2. Any loan made by a holding company to the subsidiary company is not permitted under
the act.
3. Any loan/guarantee/security made by the subsidiary company to the director of the
holding company is not permitted.
Layering Under Companies Act
As explained above, layering under the act means subsidiary or subsidiaries of the holding
companies. As given under the proviso of section 2(87), there is a prohibition on the holding
company to not have more layers as prescribed under the act. Section 186(1) of the act specifies
that a company should not invest in more than two layers of investment companies. Keeping
in mind the proviso of section 2(87) of the act, on 20th September 2017, the Central
Government enacted “the Companies (Restriction on Number of Layers) Rules, 2017. These
rules specify that no companies shall have more than two layers of subsidiaries. This restriction
is for vertical subsidiaries not for horizontal subsidiaries.
Before going into the details of layering, let’s first understand why there is a need for restricting
layers of the company which is as follows:
1. To reduce the illicit fund flows.
2. To curb diversion of funds.
3. To keep a check on the multiple layers of subsidiaries.
4. To stop companies to reduce shell companies for diversion of funds.
5. To prevent the company from money laundering, the illegal way of obtaining money.

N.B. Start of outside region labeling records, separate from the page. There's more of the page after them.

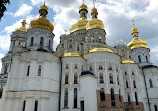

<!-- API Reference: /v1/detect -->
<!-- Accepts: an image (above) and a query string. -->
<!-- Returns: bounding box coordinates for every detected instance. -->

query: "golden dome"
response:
[127,37,147,49]
[89,48,114,53]
[91,7,98,13]
[122,60,135,64]
[86,19,104,30]
[15,19,27,32]
[63,52,80,57]
[127,25,147,49]
[29,4,54,32]
[79,3,88,10]
[70,20,88,33]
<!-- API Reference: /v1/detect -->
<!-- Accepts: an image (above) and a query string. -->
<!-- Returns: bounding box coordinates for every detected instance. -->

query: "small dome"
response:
[15,19,27,32]
[63,52,80,57]
[79,3,88,10]
[122,60,135,64]
[29,4,54,32]
[89,48,114,53]
[86,19,104,30]
[70,20,88,33]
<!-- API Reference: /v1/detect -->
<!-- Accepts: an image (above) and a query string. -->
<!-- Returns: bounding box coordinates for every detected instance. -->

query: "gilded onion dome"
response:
[89,48,114,53]
[70,3,88,33]
[15,19,27,32]
[127,25,147,49]
[86,7,104,30]
[29,3,54,32]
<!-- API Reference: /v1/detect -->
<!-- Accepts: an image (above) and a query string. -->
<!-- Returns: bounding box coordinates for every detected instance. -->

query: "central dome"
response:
[29,4,54,32]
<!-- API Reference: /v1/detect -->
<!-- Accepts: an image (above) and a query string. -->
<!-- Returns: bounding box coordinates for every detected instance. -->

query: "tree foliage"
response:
[0,0,10,20]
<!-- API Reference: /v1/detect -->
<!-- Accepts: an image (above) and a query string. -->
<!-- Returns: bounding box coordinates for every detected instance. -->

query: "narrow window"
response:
[75,64,77,69]
[74,88,77,108]
[65,64,69,69]
[64,88,68,108]
[154,105,158,111]
[40,37,44,47]
[34,100,38,111]
[48,40,51,49]
[89,66,92,71]
[99,73,104,83]
[117,75,120,85]
[99,65,103,70]
[133,80,136,88]
[146,56,149,62]
[38,65,42,76]
[127,93,131,103]
[27,66,30,76]
[109,74,113,84]
[149,79,153,87]
[22,101,26,111]
[126,81,128,88]
[110,89,115,106]
[135,92,138,105]
[100,88,105,101]
[74,74,78,84]
[31,37,34,46]
[65,74,69,84]
[119,90,121,102]
[138,55,142,62]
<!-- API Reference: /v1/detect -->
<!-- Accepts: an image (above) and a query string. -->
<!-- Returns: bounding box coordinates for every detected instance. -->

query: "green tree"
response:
[0,0,10,20]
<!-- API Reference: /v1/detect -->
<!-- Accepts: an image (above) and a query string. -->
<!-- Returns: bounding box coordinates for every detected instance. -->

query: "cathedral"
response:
[0,3,158,111]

6. To enable the authorities to identify the beneficiaries of corporate structures.
Restrictions on Layering under the Companies (Restriction on Number of Layers) Rules, 2017
Now, let’s take a look at the provisions of these rules.
1. A company shall not have more than two layers of subsidiaries.

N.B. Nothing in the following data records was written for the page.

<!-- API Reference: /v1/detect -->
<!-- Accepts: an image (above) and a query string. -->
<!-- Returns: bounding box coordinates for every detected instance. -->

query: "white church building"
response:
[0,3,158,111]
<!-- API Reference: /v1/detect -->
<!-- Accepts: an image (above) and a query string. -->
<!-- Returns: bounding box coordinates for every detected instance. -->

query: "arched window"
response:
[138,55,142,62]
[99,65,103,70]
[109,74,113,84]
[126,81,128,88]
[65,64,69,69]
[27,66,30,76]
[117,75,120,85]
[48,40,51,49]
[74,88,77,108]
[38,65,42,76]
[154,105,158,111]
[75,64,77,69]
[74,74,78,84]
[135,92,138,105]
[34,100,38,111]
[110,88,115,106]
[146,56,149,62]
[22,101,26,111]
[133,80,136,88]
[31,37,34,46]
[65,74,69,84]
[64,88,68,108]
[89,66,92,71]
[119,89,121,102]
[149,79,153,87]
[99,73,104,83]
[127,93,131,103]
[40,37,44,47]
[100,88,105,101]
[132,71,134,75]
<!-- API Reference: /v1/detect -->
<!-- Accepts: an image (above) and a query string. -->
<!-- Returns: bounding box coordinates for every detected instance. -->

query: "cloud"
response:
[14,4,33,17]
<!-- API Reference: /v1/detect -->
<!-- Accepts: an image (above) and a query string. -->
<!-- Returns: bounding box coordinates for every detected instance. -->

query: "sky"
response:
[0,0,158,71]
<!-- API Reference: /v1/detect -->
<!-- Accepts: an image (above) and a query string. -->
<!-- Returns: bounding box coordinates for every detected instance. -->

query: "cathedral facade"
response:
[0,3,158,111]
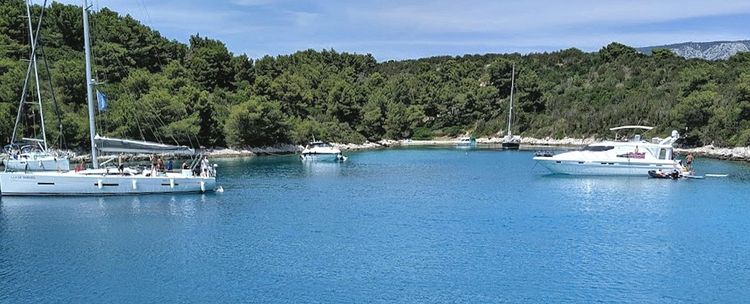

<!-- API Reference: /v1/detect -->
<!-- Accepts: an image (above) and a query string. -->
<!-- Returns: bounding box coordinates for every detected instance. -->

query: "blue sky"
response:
[54,0,750,61]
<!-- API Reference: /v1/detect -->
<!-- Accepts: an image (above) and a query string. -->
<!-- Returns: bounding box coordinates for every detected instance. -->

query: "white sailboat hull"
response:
[534,157,677,176]
[3,157,70,171]
[0,172,216,196]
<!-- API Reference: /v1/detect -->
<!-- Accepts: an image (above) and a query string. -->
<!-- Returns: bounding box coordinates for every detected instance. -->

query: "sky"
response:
[51,0,750,61]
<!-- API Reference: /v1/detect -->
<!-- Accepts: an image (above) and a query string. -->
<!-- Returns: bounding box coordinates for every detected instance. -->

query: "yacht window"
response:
[659,149,667,159]
[583,146,615,151]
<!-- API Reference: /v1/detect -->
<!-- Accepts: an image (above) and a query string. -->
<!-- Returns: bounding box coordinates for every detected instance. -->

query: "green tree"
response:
[224,97,289,147]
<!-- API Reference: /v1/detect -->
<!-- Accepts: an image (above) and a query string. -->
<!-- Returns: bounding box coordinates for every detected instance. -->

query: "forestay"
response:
[94,135,195,155]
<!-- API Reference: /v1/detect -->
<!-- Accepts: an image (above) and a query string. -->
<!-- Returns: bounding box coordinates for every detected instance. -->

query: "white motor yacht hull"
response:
[300,153,344,161]
[0,172,216,196]
[534,157,679,176]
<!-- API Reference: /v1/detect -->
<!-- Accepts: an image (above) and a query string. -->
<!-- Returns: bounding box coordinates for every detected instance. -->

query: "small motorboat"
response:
[456,136,477,148]
[648,170,682,179]
[300,141,347,161]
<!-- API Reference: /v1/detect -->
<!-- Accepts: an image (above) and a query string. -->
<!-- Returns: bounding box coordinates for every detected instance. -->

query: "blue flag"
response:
[96,90,107,112]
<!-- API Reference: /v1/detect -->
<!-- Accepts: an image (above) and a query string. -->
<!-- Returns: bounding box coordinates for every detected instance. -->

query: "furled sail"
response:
[94,135,195,154]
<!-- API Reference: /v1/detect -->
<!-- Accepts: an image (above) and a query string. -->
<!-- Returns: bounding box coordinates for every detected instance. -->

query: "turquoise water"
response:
[0,148,750,303]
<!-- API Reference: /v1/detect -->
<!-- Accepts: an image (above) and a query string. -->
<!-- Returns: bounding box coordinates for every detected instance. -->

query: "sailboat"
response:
[0,0,216,195]
[500,64,521,150]
[3,2,70,171]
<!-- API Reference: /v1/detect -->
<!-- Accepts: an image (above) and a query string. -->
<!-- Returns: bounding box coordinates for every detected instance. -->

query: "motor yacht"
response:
[534,126,684,176]
[456,136,477,148]
[300,141,346,161]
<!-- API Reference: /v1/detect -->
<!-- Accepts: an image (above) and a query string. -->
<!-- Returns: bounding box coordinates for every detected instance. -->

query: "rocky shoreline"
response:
[8,137,750,162]
[675,145,750,161]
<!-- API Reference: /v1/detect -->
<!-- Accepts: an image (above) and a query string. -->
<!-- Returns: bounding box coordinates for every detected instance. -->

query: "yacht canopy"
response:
[94,135,195,155]
[609,126,654,131]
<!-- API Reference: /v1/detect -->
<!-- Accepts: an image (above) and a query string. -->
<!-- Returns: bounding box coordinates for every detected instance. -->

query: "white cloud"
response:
[356,0,750,32]
[232,0,276,6]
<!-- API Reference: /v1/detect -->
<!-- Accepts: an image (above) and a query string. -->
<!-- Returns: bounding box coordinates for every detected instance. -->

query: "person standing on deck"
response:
[201,156,210,177]
[117,153,125,174]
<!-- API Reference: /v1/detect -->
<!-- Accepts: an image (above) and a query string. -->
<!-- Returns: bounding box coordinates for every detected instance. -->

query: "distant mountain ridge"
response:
[638,40,750,60]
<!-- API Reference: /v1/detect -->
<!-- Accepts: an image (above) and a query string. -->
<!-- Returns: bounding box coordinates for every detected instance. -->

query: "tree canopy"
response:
[0,0,750,148]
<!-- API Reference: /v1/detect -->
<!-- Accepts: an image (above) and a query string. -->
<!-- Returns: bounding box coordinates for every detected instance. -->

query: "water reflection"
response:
[0,194,217,220]
[302,161,344,177]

2. A wholly owned subsidiary company would not be taken in account as a separate layer.
3. Following classes of companies are outside the scope of these rules:
4. A banking company;
5. A non-banking financial company;
6. An insurance company;
7. A government company.
8. A company acquiring a company incorporated outside India having more than two
layers of subsidiaries provided it is in accordance with law of that country.
9. A subsidiary company who is required to have an investment subsidiary under any law
or rules.
10. These rules are prospective in nature. Therefore, any company who had more than two
layers of subsidiaries on or before these rules came into force, they are required to
11. file a return in Form CRL-1 to Registrar within 150 days of publication of these rules.
12. shall not add more layers of subsidiaries.
13. If the layers are reduced after these rules came into force, shall not increase their number
of layers beyond two.
14. A maximum fine of Rs. 10,000 will be imposed on the companies and every officer of
the company which is in contravention of these rules. If the contravention is a
continuing one, then a maximum fine of Rs. 1,000 every day will be imposed.
Whether Body Corporate a ‘Holding Company’:
As regards a body corporate incorporated outside India was concerned, the Companies Act
1956 clearly provided that, a subsidiary or holding company of the body corporate under the
laws of such country shall be deemed to be a subsidiary or holding company of the body
corporate within the meaning and for the purposes of this Act also, whether the requirements
of section 4 of Companies Act, 1956 are fulfilled or not.
No such provision exists under the Companies Act 2013. This would mean that the question of
holding company or a subsidiary company of a body corporate incorporated outside India
would be strictly interpreted according to provision of S 2(87) of the Companies Act 2013.
CONCLUSION (Yet To Finish)
The Government should issue appropriate clarifications of the intent of the law or better still
carry out necessary amendments to the Companies Act 2013, to rectify/clarify the anomalies
and issues discussed above, absence of which could lead to needless litigation.